I'm going to munge 2 emails here, pardon me...

Francis Hemsher wrote:
| 
| The MobiusPortal ViewPort creates SVG elements and attaches 
| data to them. MobiusPortal hosts, and publishes, the 
| resultant SVG drawings on the internet. It is intended to 
| show dynamic changes to the image elements over space and time.

I looked at the public part of what you're doing (I didn't apply for the
beta program, being too busy to really dedicate time to it). I'm not sure I
understand your business model, but I do think the application is a neat
idea (if I understand it). It strikes me a bit like Corel's Smart Graphics
server from a few years back (sucks that never got out of beta); is that a
fair characterization? It seems like you are allowing people to create/reuse
graphics, then tie certain portions of them into live data feeds. 

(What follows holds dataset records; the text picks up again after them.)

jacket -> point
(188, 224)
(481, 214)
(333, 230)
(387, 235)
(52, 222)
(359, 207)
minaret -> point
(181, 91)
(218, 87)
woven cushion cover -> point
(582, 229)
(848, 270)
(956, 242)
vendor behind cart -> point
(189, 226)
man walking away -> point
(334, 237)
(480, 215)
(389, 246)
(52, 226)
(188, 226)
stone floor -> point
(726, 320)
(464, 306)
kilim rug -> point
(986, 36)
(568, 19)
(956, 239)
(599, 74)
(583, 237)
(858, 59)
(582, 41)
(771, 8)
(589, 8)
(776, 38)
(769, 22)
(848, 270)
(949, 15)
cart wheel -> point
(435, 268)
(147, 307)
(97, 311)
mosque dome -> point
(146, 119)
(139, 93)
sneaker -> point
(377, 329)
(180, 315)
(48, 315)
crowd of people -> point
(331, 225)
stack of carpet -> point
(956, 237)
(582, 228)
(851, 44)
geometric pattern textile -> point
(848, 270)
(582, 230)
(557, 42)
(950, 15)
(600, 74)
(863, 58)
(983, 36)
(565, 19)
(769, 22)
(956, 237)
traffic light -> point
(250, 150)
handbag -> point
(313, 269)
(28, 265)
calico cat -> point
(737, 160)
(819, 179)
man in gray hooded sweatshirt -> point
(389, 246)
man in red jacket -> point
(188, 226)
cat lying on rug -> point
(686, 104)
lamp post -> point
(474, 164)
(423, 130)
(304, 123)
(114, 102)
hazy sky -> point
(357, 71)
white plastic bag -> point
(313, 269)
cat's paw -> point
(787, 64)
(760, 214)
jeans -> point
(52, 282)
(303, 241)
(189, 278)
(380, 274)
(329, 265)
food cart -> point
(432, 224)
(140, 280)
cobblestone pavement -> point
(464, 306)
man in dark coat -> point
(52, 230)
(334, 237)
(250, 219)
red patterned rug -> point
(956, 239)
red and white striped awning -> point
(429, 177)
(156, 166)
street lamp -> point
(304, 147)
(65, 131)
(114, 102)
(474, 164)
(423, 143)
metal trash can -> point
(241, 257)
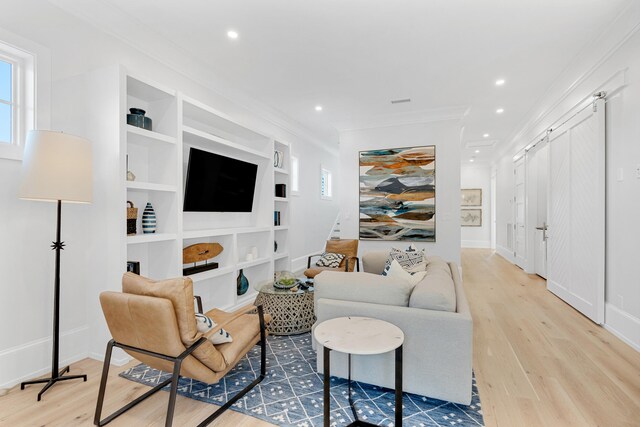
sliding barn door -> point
(576, 232)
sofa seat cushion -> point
(436, 291)
(362, 287)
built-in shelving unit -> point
(282, 164)
(158, 158)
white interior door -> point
(576, 212)
(519, 206)
(539, 156)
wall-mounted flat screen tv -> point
(217, 183)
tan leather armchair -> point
(348, 248)
(154, 322)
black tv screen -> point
(217, 183)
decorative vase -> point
(148, 219)
(242, 283)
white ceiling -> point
(354, 56)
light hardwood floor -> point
(538, 362)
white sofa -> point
(434, 316)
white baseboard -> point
(118, 357)
(623, 325)
(480, 244)
(505, 253)
(33, 359)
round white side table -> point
(361, 336)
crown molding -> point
(595, 53)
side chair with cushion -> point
(154, 322)
(348, 248)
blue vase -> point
(242, 283)
(148, 219)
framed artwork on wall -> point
(471, 217)
(471, 197)
(398, 194)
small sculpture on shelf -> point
(198, 253)
(242, 283)
(132, 217)
(137, 118)
(148, 219)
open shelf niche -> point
(152, 156)
(281, 167)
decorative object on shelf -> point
(471, 217)
(148, 219)
(130, 175)
(200, 252)
(242, 283)
(278, 159)
(398, 194)
(56, 167)
(281, 190)
(132, 217)
(471, 197)
(133, 267)
(137, 118)
(285, 280)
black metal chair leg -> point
(174, 379)
(172, 393)
(103, 382)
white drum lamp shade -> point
(56, 166)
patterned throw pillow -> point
(412, 260)
(397, 272)
(329, 259)
(204, 324)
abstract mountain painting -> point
(398, 194)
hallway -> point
(539, 362)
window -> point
(326, 191)
(295, 177)
(17, 99)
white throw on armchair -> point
(434, 316)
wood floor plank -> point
(538, 362)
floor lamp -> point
(56, 167)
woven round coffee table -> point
(291, 312)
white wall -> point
(477, 177)
(445, 136)
(311, 216)
(79, 55)
(612, 64)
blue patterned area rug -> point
(292, 395)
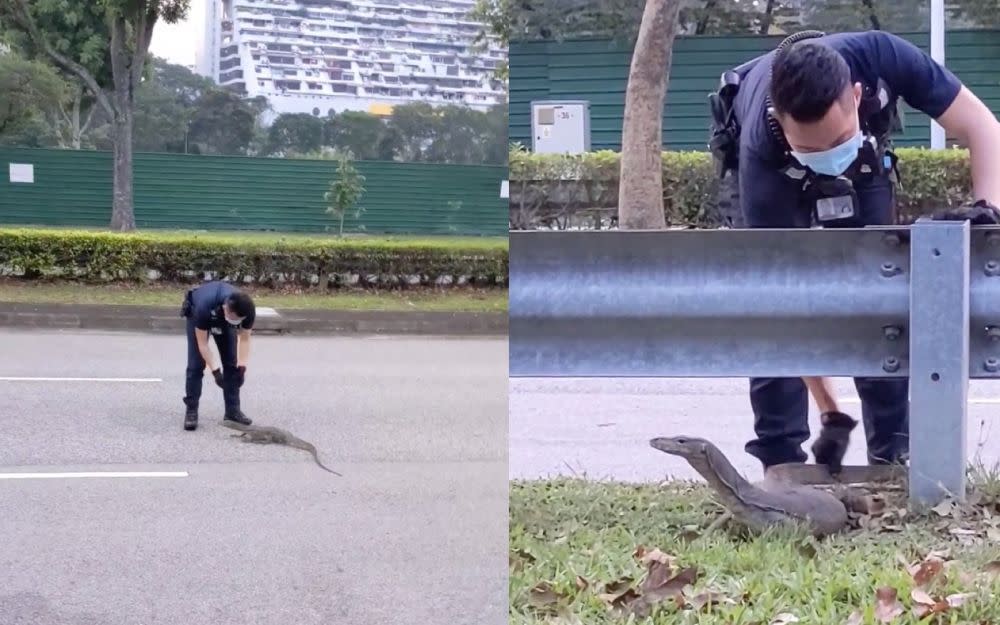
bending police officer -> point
(805, 131)
(220, 309)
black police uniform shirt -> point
(207, 311)
(768, 197)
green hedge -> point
(546, 188)
(105, 256)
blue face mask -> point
(834, 161)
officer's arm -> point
(768, 198)
(243, 347)
(934, 90)
(206, 353)
(974, 124)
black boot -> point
(236, 415)
(833, 441)
(190, 415)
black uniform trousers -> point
(226, 342)
(781, 405)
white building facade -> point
(322, 56)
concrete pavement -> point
(165, 319)
(415, 531)
(600, 428)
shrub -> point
(104, 256)
(557, 190)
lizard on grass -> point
(266, 434)
(770, 502)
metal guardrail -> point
(921, 301)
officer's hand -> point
(982, 213)
(834, 439)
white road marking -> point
(43, 379)
(82, 474)
(972, 400)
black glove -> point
(982, 213)
(834, 438)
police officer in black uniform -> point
(801, 137)
(220, 309)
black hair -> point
(241, 304)
(807, 78)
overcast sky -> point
(176, 42)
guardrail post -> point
(939, 359)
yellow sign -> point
(380, 109)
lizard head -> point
(689, 447)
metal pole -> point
(939, 359)
(937, 53)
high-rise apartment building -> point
(314, 56)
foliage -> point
(101, 257)
(30, 93)
(556, 190)
(619, 19)
(345, 190)
(118, 34)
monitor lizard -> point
(770, 502)
(265, 435)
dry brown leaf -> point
(618, 593)
(709, 598)
(992, 568)
(661, 583)
(887, 605)
(925, 572)
(944, 508)
(543, 596)
(958, 600)
(656, 556)
(921, 596)
(517, 559)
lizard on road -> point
(770, 502)
(265, 434)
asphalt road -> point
(415, 531)
(600, 428)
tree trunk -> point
(640, 195)
(75, 120)
(122, 212)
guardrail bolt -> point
(890, 269)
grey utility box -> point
(560, 126)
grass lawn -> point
(463, 300)
(583, 552)
(486, 243)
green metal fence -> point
(597, 70)
(73, 188)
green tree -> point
(295, 133)
(225, 123)
(497, 19)
(31, 94)
(123, 43)
(362, 134)
(345, 190)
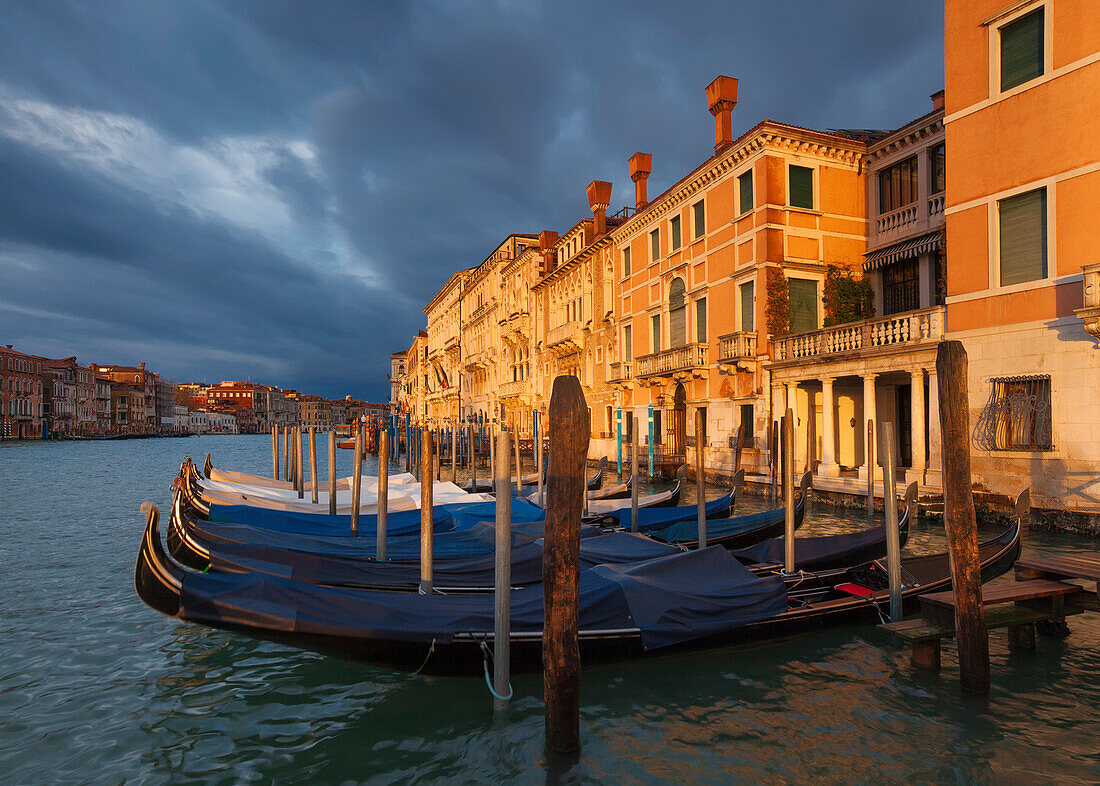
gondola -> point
(689, 600)
(485, 484)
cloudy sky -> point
(272, 189)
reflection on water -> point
(97, 687)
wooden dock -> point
(1042, 593)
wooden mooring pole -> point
(502, 606)
(788, 428)
(959, 517)
(312, 465)
(426, 512)
(561, 656)
(383, 509)
(332, 473)
(890, 507)
(356, 483)
(635, 480)
(701, 476)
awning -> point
(913, 246)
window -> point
(748, 318)
(802, 187)
(938, 172)
(1023, 237)
(803, 305)
(898, 186)
(900, 286)
(678, 313)
(745, 191)
(746, 420)
(1022, 50)
(699, 218)
(1018, 416)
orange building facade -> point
(1023, 156)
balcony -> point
(515, 388)
(737, 350)
(565, 339)
(682, 360)
(620, 375)
(1090, 314)
(871, 335)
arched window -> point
(678, 313)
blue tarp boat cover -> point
(336, 568)
(444, 517)
(669, 599)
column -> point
(828, 467)
(869, 413)
(933, 475)
(916, 405)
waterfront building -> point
(21, 395)
(102, 402)
(1023, 283)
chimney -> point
(547, 239)
(600, 197)
(722, 98)
(641, 164)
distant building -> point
(20, 396)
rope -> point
(486, 655)
(430, 651)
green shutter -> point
(802, 187)
(1023, 237)
(1022, 50)
(748, 318)
(678, 313)
(803, 305)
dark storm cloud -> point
(274, 189)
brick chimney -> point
(722, 98)
(547, 239)
(641, 164)
(600, 197)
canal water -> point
(95, 687)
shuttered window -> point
(1022, 50)
(1023, 237)
(745, 187)
(803, 305)
(748, 319)
(802, 187)
(678, 313)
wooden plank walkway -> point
(1016, 607)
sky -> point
(273, 190)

I haven't seen your IDE itself, but I can tell you my one major criticism of
Corel's SGS: it was hard to use; the mapping of images to data sources was
unintuitive. If you have solved that, then kudos.

I'm assuming that you are using get/postURL to sync up to the server, in
some sort of poll/pull arrangement. You show a mobile device, though, and
talk about it using ASV. Have you talked to any mobile viewer implementors
(BitFlash has scripting; does it have post/getURL?) about the possiblity of
syncing up data? That would be really exciting.



| The ViewPort uses its own flavor of XML/SVG. However, your 
| drawing source is fully exposed as a stand-alone SVG document.
| It can be used and modified, as such, for other applications.

I'm a little confused by your terminology. You're overloading the term
viewport, I guess, to mean your clientside app? I associate it, in SVG, with
the current extent and dimensions of the image view. Nothing wrong there, I
just think you might rethink the name. But perhaps you are marketting it to
non-techies, in which case, the don't know the other meaning of the word. ;)

You say that you're using your own flavor of XML/SVG. If all you mean by
that is that you are placing custom metadata (perhaps in the <metadata> tag)
in your SVG, I think that's selling your app short. There's nothing wrong
with mixing SVG with data from other namespaces (in fact, I'd say that's one
thing about SVG that's very right). So as long as you're producing valid
SVG, I would refrain from accusing yourself of using proprietary code; after
all, if it displays in conforming viewers, you aren't locking people into
your custom format, which is a concern for many people.

Good luck with your project/product. The graphics look really slick, and I
personally think the idea is a winner. I'd be interested to see a demo and
some sample output.

BTW, where can I get an SVG-capable watch like that? *That* would be really
cool... Especially with wireless capability... Let me know when you start
selling those. :)

Regards-
Doug

doug . schepers  @ vectoreal.com
www.vectoreal.com ...for scalable solutions.